准备好从零开始构建你的大部分评估器。像“幻觉分数”或“有用性评级”这样的通用指标，很少能捕捉到对你的应用真正重要的事情——比如提议了无法安排的看房时间，或在邮件中遗漏了预算限制。根据我们的经验，成功的团队大部分精力都花在了应用专属的指标上。

4. APIs That Support Custom Annotation Apps

4. 支持定制标注应用的 API

Custom annotation interfaces work best for most teams. This requires observability platforms with thoughtful APIs. I often have to build my own libraries and abstractions just to make bulk data export manageable. You shouldn’t have to paginate through thousands of requests or handle timeout-prone endpoints just to get your data. Look for platforms that provide true bulk export capabilities and, crucially, APIs that let you write annotations back efficiently.

定制的标注界面对大多数团队来说效果最好。这需要可观测性平台提供设计周到的 API。我常常不得不构建自己的库和抽象层，才能让批量数据导出变得可管理。你不应该为了获取数据而需要对成千上万的请求进行分页，或者处理容易超时的端点。寻找那些提供真正批量导出功能，以及——至关重要的——能让你高效写回标注的 API 的平台。

问：生成合成数据的最佳方法是什么？

A common mistake is prompting an LLM to "give me test queries" without structure, resulting in generic, repetitive outputs. A structured approach using dimensions produces far better synthetic data for testing LLM applications.

一个常见的错误是无结构地提示 LLM“给我一些测试查询”，这会导致泛泛而重复的输出。使用维度的结构化方法，可以为测试 LLM 应用生成质量好得多的合成数据。

Start by defining dimensions: categories that describe different aspects of user queries. Each dimension captures one type of variation in user behavior. For example:

For a recipe app, dimensions might include Dietary Restriction (vegan, gluten-free, none), Cuisine Type (Italian, Asian, comfort food), and Query Complexity (simple request, multi-step, edge case).
For a customer support bot, dimensions could be Issue Type (billing, technical, general), Customer Mood (frustrated, neutral, happy), and Prior Context (new issue, follow-up, resolved).

从定义维度开始：这些类别描述了用户查询的不同方面。每个维度捕捉一种用户行为的变化。例如：

对于一个食谱应用，维度可能包括饮食限制（素食、无麸质、无）、菜系类型（意大利菜、亚洲菜、家常菜）和查询复杂度（简单请求、多步骤、边缘案例）。
对于一个客服机器人，维度可以是问题类型（账单、技术、一般）、客户情绪（沮丧、中性、开心）和先前背景（新问题、跟进、已解决）。

Choose dimensions that target likely failure modes. If you suspect your recipe app struggles with scaling ingredients for large groups or your support bot mishandles angry customers, make those dimensions. Use your application first—you need hypotheses about where failures occur. Without this, you’ll generate useless test data.

选择那些针对可能失败模式的维度。 如果你怀疑你的食谱应用在为大团体调整食材用量时遇到困难，或者你的客服机器人处理不好愤怒的客户，那就把这些设为维度。先亲自使用你的应用——你需要对失败可能发生在哪里有假设。没有这个，你生成的测试数据将毫无用处。

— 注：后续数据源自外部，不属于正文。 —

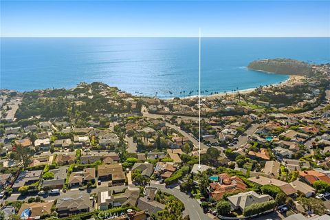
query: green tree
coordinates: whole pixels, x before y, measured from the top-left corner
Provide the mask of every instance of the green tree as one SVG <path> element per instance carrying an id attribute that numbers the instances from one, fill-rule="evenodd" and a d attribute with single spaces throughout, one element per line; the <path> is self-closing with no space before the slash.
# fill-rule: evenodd
<path id="1" fill-rule="evenodd" d="M 141 174 L 141 170 L 136 169 L 132 172 L 132 180 L 138 185 L 143 185 L 148 179 Z"/>
<path id="2" fill-rule="evenodd" d="M 220 201 L 217 204 L 217 212 L 222 216 L 228 216 L 230 213 L 231 206 L 227 201 Z"/>
<path id="3" fill-rule="evenodd" d="M 28 186 L 23 186 L 19 188 L 19 192 L 21 194 L 25 194 L 25 192 L 28 192 L 28 190 L 29 190 Z"/>
<path id="4" fill-rule="evenodd" d="M 306 212 L 312 212 L 314 214 L 322 215 L 325 214 L 327 208 L 321 199 L 316 198 L 306 198 L 300 197 L 297 199 L 302 206 Z"/>
<path id="5" fill-rule="evenodd" d="M 322 180 L 316 180 L 313 183 L 313 187 L 320 193 L 330 191 L 330 184 Z"/>
<path id="6" fill-rule="evenodd" d="M 270 184 L 263 186 L 260 189 L 263 194 L 267 194 L 273 198 L 275 198 L 278 193 L 283 192 L 279 187 Z"/>
<path id="7" fill-rule="evenodd" d="M 30 160 L 30 150 L 28 147 L 24 147 L 21 145 L 16 146 L 15 156 L 14 160 L 21 162 L 24 168 L 27 168 L 31 164 L 31 160 Z"/>
<path id="8" fill-rule="evenodd" d="M 44 179 L 54 179 L 54 173 L 50 171 L 46 172 L 43 175 Z"/>
<path id="9" fill-rule="evenodd" d="M 210 184 L 208 174 L 206 171 L 201 172 L 199 170 L 196 177 L 198 181 L 198 187 L 199 188 L 201 192 L 203 195 L 206 195 L 206 189 L 208 188 L 208 185 Z"/>
<path id="10" fill-rule="evenodd" d="M 283 205 L 285 204 L 287 199 L 287 195 L 284 192 L 278 192 L 275 197 L 275 201 L 278 206 Z"/>

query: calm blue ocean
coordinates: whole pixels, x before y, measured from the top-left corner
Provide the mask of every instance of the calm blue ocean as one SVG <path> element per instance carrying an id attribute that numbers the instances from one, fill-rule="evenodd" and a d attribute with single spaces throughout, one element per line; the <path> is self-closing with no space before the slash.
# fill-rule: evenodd
<path id="1" fill-rule="evenodd" d="M 248 70 L 256 59 L 330 62 L 329 38 L 204 38 L 201 43 L 201 90 L 208 94 L 287 79 Z M 23 91 L 98 81 L 133 95 L 187 96 L 198 89 L 198 54 L 197 38 L 1 38 L 1 88 Z"/>

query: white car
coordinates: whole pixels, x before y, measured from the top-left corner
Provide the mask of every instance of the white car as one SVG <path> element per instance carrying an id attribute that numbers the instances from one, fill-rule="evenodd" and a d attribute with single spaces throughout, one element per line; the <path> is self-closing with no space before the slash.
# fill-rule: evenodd
<path id="1" fill-rule="evenodd" d="M 39 192 L 38 192 L 38 195 L 44 195 L 46 194 L 46 192 L 41 190 Z"/>
<path id="2" fill-rule="evenodd" d="M 315 197 L 316 199 L 323 199 L 324 197 L 324 195 L 323 194 L 319 194 L 317 196 Z"/>
<path id="3" fill-rule="evenodd" d="M 58 189 L 52 190 L 50 190 L 50 195 L 60 194 L 60 190 L 58 190 Z"/>

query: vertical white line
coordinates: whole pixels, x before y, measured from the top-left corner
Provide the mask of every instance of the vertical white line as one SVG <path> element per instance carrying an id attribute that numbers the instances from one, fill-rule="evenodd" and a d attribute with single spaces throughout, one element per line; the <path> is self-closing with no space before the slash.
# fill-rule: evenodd
<path id="1" fill-rule="evenodd" d="M 199 116 L 198 116 L 198 168 L 201 168 L 201 28 L 199 28 Z"/>

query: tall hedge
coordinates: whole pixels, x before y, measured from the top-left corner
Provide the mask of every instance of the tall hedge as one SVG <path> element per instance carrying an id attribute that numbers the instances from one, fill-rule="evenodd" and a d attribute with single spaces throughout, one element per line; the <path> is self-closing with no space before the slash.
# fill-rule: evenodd
<path id="1" fill-rule="evenodd" d="M 189 166 L 184 166 L 178 170 L 175 171 L 170 177 L 165 179 L 165 183 L 168 184 L 175 182 L 181 179 L 184 175 L 189 173 Z"/>
<path id="2" fill-rule="evenodd" d="M 259 214 L 274 208 L 276 205 L 276 202 L 275 200 L 267 201 L 260 204 L 253 204 L 251 206 L 247 206 L 244 209 L 243 214 L 248 217 Z"/>

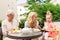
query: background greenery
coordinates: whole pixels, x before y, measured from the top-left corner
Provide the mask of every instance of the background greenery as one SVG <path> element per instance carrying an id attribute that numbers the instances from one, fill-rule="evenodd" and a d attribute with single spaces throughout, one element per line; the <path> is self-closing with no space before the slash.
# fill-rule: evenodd
<path id="1" fill-rule="evenodd" d="M 29 6 L 25 7 L 28 7 L 30 12 L 37 12 L 37 20 L 39 21 L 41 27 L 44 26 L 45 15 L 48 10 L 51 11 L 53 15 L 53 21 L 60 21 L 60 5 L 54 5 L 50 3 L 50 0 L 28 0 L 28 4 Z M 26 15 L 26 18 L 30 12 L 24 14 Z M 26 19 L 22 19 L 21 23 L 24 24 L 25 20 Z"/>

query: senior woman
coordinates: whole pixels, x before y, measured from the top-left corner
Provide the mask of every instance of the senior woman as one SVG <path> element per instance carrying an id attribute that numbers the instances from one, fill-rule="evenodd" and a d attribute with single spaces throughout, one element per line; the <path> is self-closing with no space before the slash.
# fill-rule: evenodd
<path id="1" fill-rule="evenodd" d="M 18 40 L 7 37 L 7 32 L 19 26 L 18 21 L 14 19 L 14 15 L 13 10 L 8 10 L 6 14 L 7 18 L 2 22 L 3 40 Z"/>

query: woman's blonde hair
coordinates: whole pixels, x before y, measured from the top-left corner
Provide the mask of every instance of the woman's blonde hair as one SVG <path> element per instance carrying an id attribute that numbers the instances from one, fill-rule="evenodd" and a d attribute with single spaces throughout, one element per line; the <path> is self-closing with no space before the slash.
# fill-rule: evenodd
<path id="1" fill-rule="evenodd" d="M 32 17 L 33 16 L 37 16 L 37 13 L 36 12 L 30 12 L 29 15 L 28 15 L 28 18 L 27 18 L 27 21 L 28 21 L 28 24 L 29 24 L 29 27 L 32 28 L 32 27 L 35 27 L 36 26 L 36 22 L 33 22 L 32 20 Z"/>

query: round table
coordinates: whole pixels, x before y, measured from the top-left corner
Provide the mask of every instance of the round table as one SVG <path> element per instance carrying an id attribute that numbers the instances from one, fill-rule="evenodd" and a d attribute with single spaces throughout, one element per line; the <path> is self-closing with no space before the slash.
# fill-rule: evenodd
<path id="1" fill-rule="evenodd" d="M 43 35 L 42 32 L 38 32 L 38 33 L 35 33 L 35 34 L 32 34 L 32 35 L 20 35 L 20 36 L 18 36 L 18 34 L 16 36 L 15 35 L 12 36 L 12 35 L 8 34 L 8 37 L 12 38 L 12 39 L 31 40 L 33 38 L 41 37 L 42 35 Z"/>

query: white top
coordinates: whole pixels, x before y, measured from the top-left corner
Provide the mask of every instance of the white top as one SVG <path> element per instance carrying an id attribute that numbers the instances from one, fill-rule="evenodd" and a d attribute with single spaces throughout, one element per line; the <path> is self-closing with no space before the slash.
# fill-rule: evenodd
<path id="1" fill-rule="evenodd" d="M 13 20 L 13 22 L 9 22 L 7 19 L 2 22 L 2 32 L 3 32 L 3 40 L 12 40 L 8 37 L 7 31 L 11 30 L 12 28 L 18 27 L 19 23 L 16 20 Z"/>

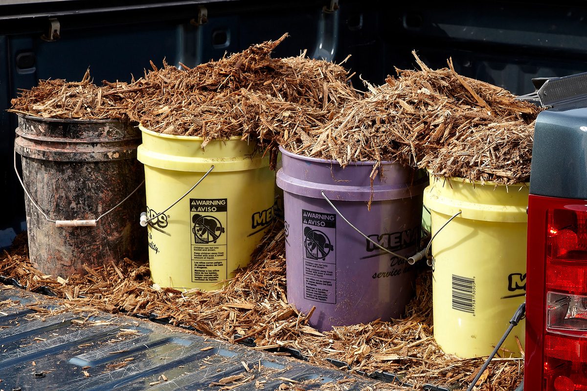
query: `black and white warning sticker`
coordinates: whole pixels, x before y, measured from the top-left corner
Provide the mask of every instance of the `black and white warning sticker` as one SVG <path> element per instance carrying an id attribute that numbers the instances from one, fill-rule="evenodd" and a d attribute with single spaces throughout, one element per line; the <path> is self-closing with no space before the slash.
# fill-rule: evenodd
<path id="1" fill-rule="evenodd" d="M 191 281 L 215 283 L 228 278 L 226 198 L 191 198 Z"/>
<path id="2" fill-rule="evenodd" d="M 336 302 L 336 215 L 302 209 L 303 297 Z"/>

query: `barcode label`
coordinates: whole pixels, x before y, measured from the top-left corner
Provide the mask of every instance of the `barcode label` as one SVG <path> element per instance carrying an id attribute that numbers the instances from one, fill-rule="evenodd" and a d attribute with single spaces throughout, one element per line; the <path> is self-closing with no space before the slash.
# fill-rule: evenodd
<path id="1" fill-rule="evenodd" d="M 453 274 L 453 309 L 475 314 L 475 279 Z"/>

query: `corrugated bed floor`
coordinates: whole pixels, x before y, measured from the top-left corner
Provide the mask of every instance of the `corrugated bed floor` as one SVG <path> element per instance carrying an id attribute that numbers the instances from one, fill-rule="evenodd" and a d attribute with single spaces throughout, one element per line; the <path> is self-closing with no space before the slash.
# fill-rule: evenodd
<path id="1" fill-rule="evenodd" d="M 0 390 L 400 390 L 0 285 Z"/>

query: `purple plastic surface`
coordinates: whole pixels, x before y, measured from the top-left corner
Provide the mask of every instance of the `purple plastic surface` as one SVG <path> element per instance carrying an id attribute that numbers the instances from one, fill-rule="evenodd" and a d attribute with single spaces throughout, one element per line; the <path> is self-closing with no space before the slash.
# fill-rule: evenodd
<path id="1" fill-rule="evenodd" d="M 427 178 L 384 162 L 372 189 L 373 163 L 343 169 L 336 161 L 281 152 L 277 185 L 284 193 L 288 300 L 306 313 L 315 306 L 309 324 L 321 331 L 401 317 L 413 295 L 413 267 L 355 231 L 321 191 L 363 233 L 407 257 L 420 240 Z"/>

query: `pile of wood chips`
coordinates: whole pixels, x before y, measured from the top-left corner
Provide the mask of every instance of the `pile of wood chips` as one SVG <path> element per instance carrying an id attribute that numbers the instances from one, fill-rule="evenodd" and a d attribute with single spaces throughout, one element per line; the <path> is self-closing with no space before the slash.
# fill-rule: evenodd
<path id="1" fill-rule="evenodd" d="M 126 109 L 120 106 L 122 97 L 119 91 L 128 88 L 122 83 L 98 87 L 88 69 L 81 81 L 39 80 L 38 86 L 22 90 L 20 96 L 12 99 L 12 108 L 8 111 L 44 118 L 127 120 Z"/>
<path id="2" fill-rule="evenodd" d="M 43 118 L 126 118 L 164 134 L 255 142 L 275 167 L 279 145 L 307 156 L 394 161 L 435 176 L 482 183 L 529 178 L 539 111 L 507 91 L 448 68 L 396 70 L 397 77 L 360 97 L 340 64 L 299 56 L 272 58 L 287 36 L 216 61 L 181 69 L 164 62 L 130 84 L 89 73 L 79 83 L 45 80 L 12 100 L 12 111 Z M 345 62 L 343 62 L 344 63 Z"/>
<path id="3" fill-rule="evenodd" d="M 282 221 L 274 224 L 253 254 L 251 264 L 238 271 L 226 287 L 210 292 L 161 288 L 150 280 L 146 266 L 128 259 L 88 269 L 85 276 L 46 276 L 31 264 L 26 237 L 22 237 L 15 242 L 14 250 L 0 259 L 0 276 L 15 278 L 31 291 L 48 287 L 72 308 L 91 307 L 146 316 L 156 314 L 173 325 L 192 326 L 219 339 L 239 342 L 254 338 L 254 349 L 299 349 L 309 362 L 320 366 L 332 368 L 327 361 L 332 359 L 346 363 L 352 371 L 400 375 L 414 389 L 426 383 L 466 388 L 483 360 L 458 359 L 444 354 L 436 345 L 431 328 L 429 271 L 421 273 L 416 297 L 404 318 L 336 327 L 321 333 L 308 325 L 308 314 L 299 313 L 287 302 L 284 234 Z M 236 334 L 242 336 L 235 338 Z M 521 381 L 523 360 L 510 358 L 509 353 L 502 351 L 499 355 L 476 390 L 511 391 Z M 387 389 L 405 389 L 390 385 Z"/>
<path id="4" fill-rule="evenodd" d="M 310 134 L 312 142 L 285 138 L 288 149 L 354 162 L 395 161 L 426 168 L 435 176 L 503 184 L 530 174 L 534 123 L 539 109 L 500 87 L 461 76 L 449 68 L 421 70 L 374 87 L 347 105 L 328 125 Z"/>
<path id="5" fill-rule="evenodd" d="M 272 58 L 285 38 L 251 46 L 217 61 L 178 69 L 164 62 L 133 81 L 123 104 L 130 118 L 167 134 L 213 140 L 231 137 L 257 141 L 276 160 L 288 132 L 304 140 L 323 128 L 358 95 L 348 83 L 352 75 L 340 65 L 298 57 Z M 264 151 L 266 153 L 266 150 Z"/>

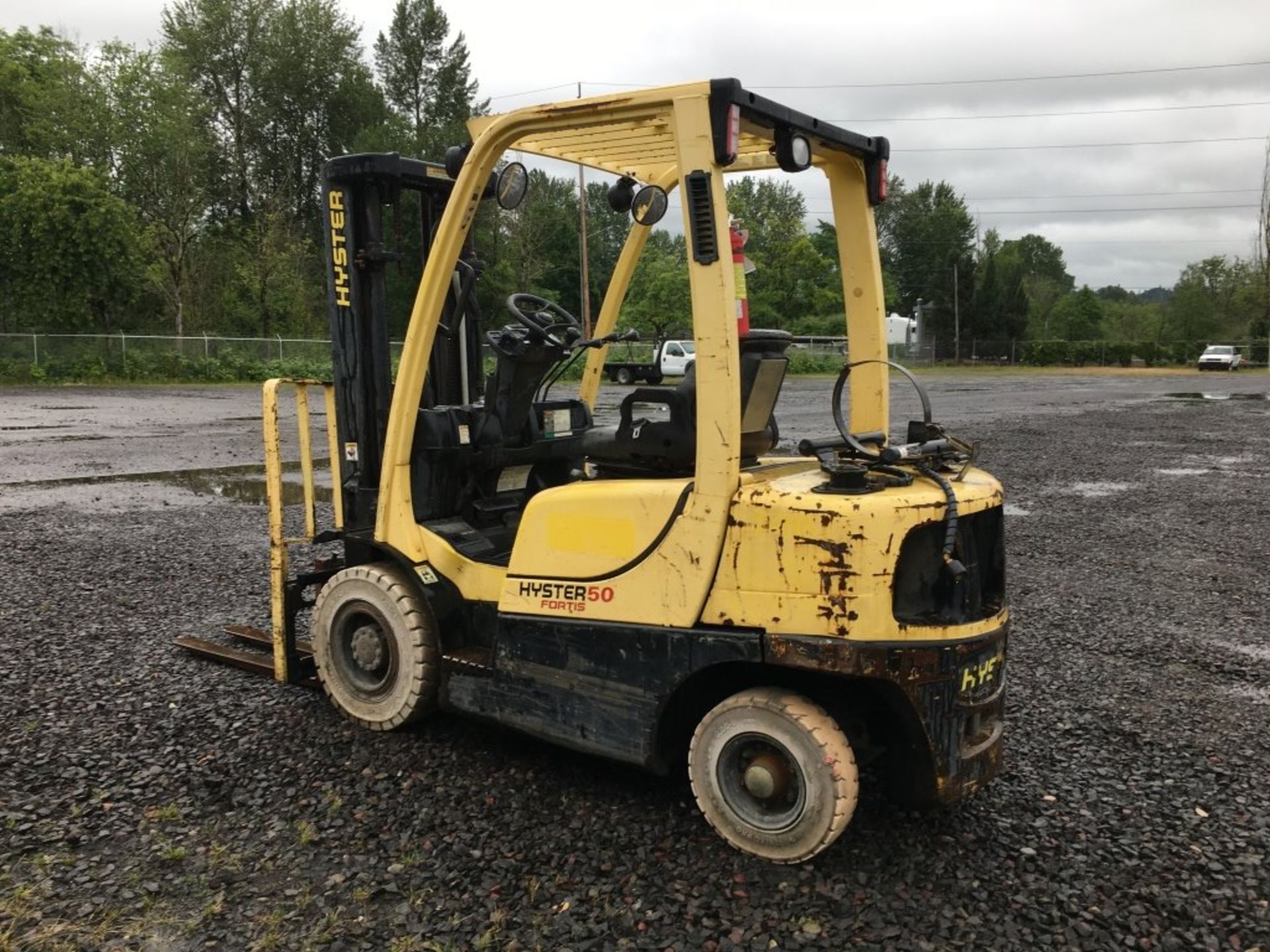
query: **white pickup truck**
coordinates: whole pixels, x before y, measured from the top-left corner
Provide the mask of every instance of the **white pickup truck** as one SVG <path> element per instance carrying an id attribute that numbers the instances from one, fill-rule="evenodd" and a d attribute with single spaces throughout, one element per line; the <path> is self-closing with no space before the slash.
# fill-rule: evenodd
<path id="1" fill-rule="evenodd" d="M 692 340 L 663 340 L 653 349 L 653 359 L 606 360 L 605 376 L 615 383 L 660 383 L 663 377 L 682 377 L 696 358 Z"/>
<path id="2" fill-rule="evenodd" d="M 1229 344 L 1209 344 L 1199 355 L 1201 371 L 1237 371 L 1243 363 L 1243 355 Z"/>

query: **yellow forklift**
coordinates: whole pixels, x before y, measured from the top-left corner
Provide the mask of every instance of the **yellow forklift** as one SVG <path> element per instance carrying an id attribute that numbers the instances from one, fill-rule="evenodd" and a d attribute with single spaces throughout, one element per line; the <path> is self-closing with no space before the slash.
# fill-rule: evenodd
<path id="1" fill-rule="evenodd" d="M 272 659 L 182 644 L 279 680 L 316 678 L 371 730 L 441 708 L 653 770 L 686 765 L 715 830 L 775 862 L 842 834 L 862 763 L 907 802 L 978 790 L 1001 757 L 1002 490 L 919 387 L 922 419 L 888 437 L 872 212 L 888 141 L 730 79 L 479 117 L 469 131 L 443 165 L 328 164 L 333 381 L 265 385 L 273 631 L 227 630 Z M 528 293 L 502 321 L 478 312 L 472 221 L 485 201 L 513 208 L 528 183 L 511 150 L 618 176 L 610 203 L 632 223 L 589 338 Z M 846 301 L 836 432 L 799 456 L 772 453 L 791 341 L 738 326 L 724 190 L 728 174 L 773 169 L 828 179 Z M 601 426 L 605 354 L 630 336 L 622 300 L 674 189 L 695 363 L 673 387 L 626 392 L 617 424 Z M 385 268 L 400 251 L 384 209 L 408 193 L 425 264 L 394 381 Z M 552 397 L 583 358 L 577 397 Z M 296 537 L 278 433 L 290 385 L 306 503 Z M 325 401 L 334 468 L 323 532 L 310 391 Z M 290 547 L 315 542 L 342 555 L 292 574 Z"/>

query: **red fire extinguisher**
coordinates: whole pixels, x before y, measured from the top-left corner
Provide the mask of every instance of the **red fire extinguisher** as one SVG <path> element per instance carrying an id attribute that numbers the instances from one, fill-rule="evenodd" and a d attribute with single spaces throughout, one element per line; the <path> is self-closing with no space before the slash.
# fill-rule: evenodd
<path id="1" fill-rule="evenodd" d="M 740 222 L 733 218 L 728 222 L 728 234 L 732 237 L 732 267 L 737 283 L 737 333 L 740 336 L 749 334 L 749 298 L 745 294 L 745 269 L 749 261 L 745 258 L 745 240 L 748 231 L 743 231 Z"/>

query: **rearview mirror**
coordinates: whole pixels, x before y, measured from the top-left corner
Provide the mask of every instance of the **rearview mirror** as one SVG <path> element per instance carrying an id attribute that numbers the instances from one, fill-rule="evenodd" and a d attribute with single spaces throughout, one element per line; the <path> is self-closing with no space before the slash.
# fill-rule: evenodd
<path id="1" fill-rule="evenodd" d="M 652 227 L 662 221 L 662 216 L 665 215 L 669 204 L 664 188 L 660 185 L 645 185 L 635 193 L 635 201 L 631 202 L 631 217 L 636 225 Z"/>
<path id="2" fill-rule="evenodd" d="M 494 188 L 498 207 L 508 212 L 517 208 L 525 201 L 525 193 L 528 189 L 530 174 L 519 162 L 512 162 L 498 174 L 498 184 Z"/>

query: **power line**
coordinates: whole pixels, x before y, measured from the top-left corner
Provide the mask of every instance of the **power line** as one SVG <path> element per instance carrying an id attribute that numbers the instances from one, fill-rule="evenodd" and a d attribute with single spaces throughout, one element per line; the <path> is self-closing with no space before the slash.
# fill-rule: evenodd
<path id="1" fill-rule="evenodd" d="M 1138 206 L 1134 208 L 999 208 L 979 215 L 1105 215 L 1109 212 L 1206 212 L 1223 208 L 1260 208 L 1260 204 L 1179 204 Z"/>
<path id="2" fill-rule="evenodd" d="M 497 96 L 486 96 L 490 102 L 495 99 L 511 99 L 513 96 L 527 96 L 533 93 L 550 93 L 552 89 L 564 89 L 565 86 L 575 86 L 577 83 L 556 83 L 554 86 L 541 86 L 540 89 L 526 89 L 522 93 L 499 93 Z"/>
<path id="3" fill-rule="evenodd" d="M 829 119 L 829 122 L 955 122 L 960 119 L 1035 119 L 1052 116 L 1119 116 L 1123 113 L 1168 113 L 1181 109 L 1236 109 L 1246 105 L 1270 105 L 1270 99 L 1251 103 L 1204 103 L 1201 105 L 1143 105 L 1135 109 L 1074 109 L 1057 113 L 992 113 L 988 116 L 885 116 L 867 119 Z"/>
<path id="4" fill-rule="evenodd" d="M 1218 138 L 1160 138 L 1149 142 L 1059 142 L 1034 146 L 926 146 L 892 149 L 894 152 L 1017 152 L 1030 149 L 1123 149 L 1128 146 L 1186 146 L 1198 142 L 1265 142 L 1265 136 L 1226 136 Z"/>
<path id="5" fill-rule="evenodd" d="M 1218 62 L 1200 66 L 1158 66 L 1149 70 L 1107 70 L 1104 72 L 1062 72 L 1049 76 L 994 76 L 991 79 L 911 80 L 907 83 L 827 83 L 806 85 L 753 85 L 751 89 L 894 89 L 898 86 L 965 86 L 980 83 L 1039 83 L 1044 80 L 1093 79 L 1096 76 L 1143 76 L 1152 72 L 1193 72 L 1195 70 L 1234 70 L 1246 66 L 1270 66 L 1270 60 L 1252 62 Z M 606 85 L 622 85 L 610 83 Z"/>
<path id="6" fill-rule="evenodd" d="M 1087 192 L 1066 195 L 966 195 L 965 202 L 1034 202 L 1052 198 L 1147 198 L 1160 195 L 1228 195 L 1238 192 L 1260 192 L 1260 188 L 1209 188 L 1189 192 Z"/>
<path id="7" fill-rule="evenodd" d="M 1196 70 L 1237 70 L 1251 66 L 1270 66 L 1270 60 L 1253 60 L 1251 62 L 1219 62 L 1219 63 L 1203 63 L 1199 66 L 1157 66 L 1148 70 L 1110 70 L 1105 72 L 1064 72 L 1054 74 L 1050 76 L 994 76 L 991 79 L 944 79 L 944 80 L 909 80 L 904 83 L 828 83 L 828 84 L 805 84 L 805 85 L 772 85 L 772 84 L 759 84 L 751 85 L 749 89 L 895 89 L 900 86 L 964 86 L 975 85 L 982 83 L 1039 83 L 1045 80 L 1067 80 L 1067 79 L 1092 79 L 1097 76 L 1144 76 L 1154 72 L 1194 72 Z M 564 86 L 577 85 L 573 83 L 558 83 L 554 86 L 542 86 L 541 89 L 527 89 L 523 93 L 502 93 L 497 96 L 489 96 L 490 99 L 508 99 L 511 96 L 530 95 L 531 93 L 546 93 L 552 89 L 563 89 Z M 639 89 L 644 86 L 655 86 L 655 83 L 607 83 L 601 80 L 583 80 L 584 86 L 620 86 L 622 89 Z M 831 122 L 846 122 L 845 119 L 831 119 Z M 857 119 L 857 122 L 872 122 L 871 119 Z M 893 122 L 889 119 L 888 122 Z"/>
<path id="8" fill-rule="evenodd" d="M 1062 194 L 1062 195 L 963 195 L 961 201 L 966 203 L 974 202 L 1041 202 L 1041 201 L 1054 201 L 1066 198 L 1165 198 L 1172 195 L 1231 195 L 1241 193 L 1257 194 L 1261 189 L 1259 188 L 1209 188 L 1209 189 L 1194 189 L 1194 190 L 1177 190 L 1177 192 L 1085 192 L 1078 194 Z M 820 199 L 826 195 L 812 195 L 812 198 Z M 678 207 L 678 206 L 676 206 Z M 809 209 L 809 215 L 832 215 L 833 212 L 828 208 L 813 208 Z"/>

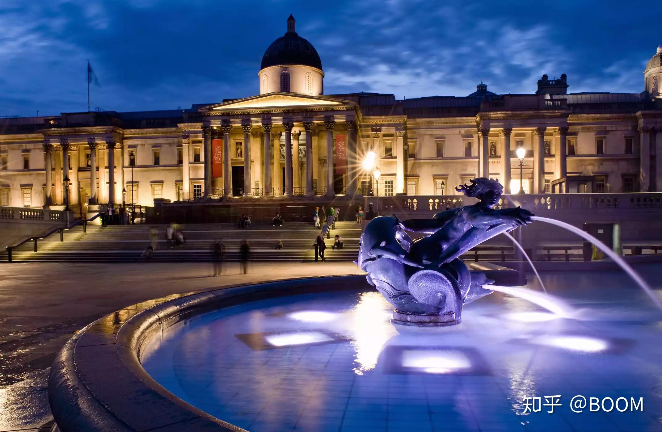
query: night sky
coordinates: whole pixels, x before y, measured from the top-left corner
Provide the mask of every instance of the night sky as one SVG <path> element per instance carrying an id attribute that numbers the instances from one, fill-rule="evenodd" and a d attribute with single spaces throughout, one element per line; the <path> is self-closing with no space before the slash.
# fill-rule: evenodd
<path id="1" fill-rule="evenodd" d="M 2 0 L 0 115 L 189 108 L 259 93 L 262 54 L 287 30 L 317 49 L 326 94 L 465 96 L 482 79 L 532 93 L 643 91 L 660 11 L 637 1 Z"/>

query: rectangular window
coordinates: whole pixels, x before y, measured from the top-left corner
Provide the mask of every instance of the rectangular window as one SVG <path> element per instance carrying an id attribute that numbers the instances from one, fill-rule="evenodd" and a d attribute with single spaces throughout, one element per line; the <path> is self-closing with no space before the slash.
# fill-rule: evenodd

Once you have dimensions, create tuples: specific combinations selecting one value from each dimension. A tuple like (Vegan, Italian, Multi-step) represents a particular use case. Write 20 tuples manually to understand your problem space, then use an LLM to scale up.

有了维度后，创建元组： 从每个维度中选一个值组成的特定组合。一个像（素食、意大利菜、多步骤）这样的元组代表一个特定的用例。先手动写 20 个元组来理解你的问题空间，然后用 LLM 来扩大规模。

The two-step generation process is important. First, have the LLM generate structured tuples. Then, in a separate prompt, convert each tuple to a natural language query. This separation prevents repetitive phrasing. For the vegan Italian tuple above, you might get "I need a dairy-free lasagna recipe that I can prep the day before."

两步生成过程很重要。首先，让 LLM 生成结构化的元组。然后，在另一个 prompt 中，将每个元组转换为自然语言查询。这种分离可以防止措辞重复。对于上面那个素食意大利菜的元组，你可能会得到“我需要一个不含乳制品的千层面食谱，可以提前一天准备。”

Don’t generate synthetic data for problems you can fix immediately. If your prompt never mentions handling dietary restrictions, fix the prompt rather than generating hundreds of specialized queries. Save synthetic data for complex issues requiring iteration—like an LLM consistently failing at ingredient scaling math or misinterpreting ambiguous requests.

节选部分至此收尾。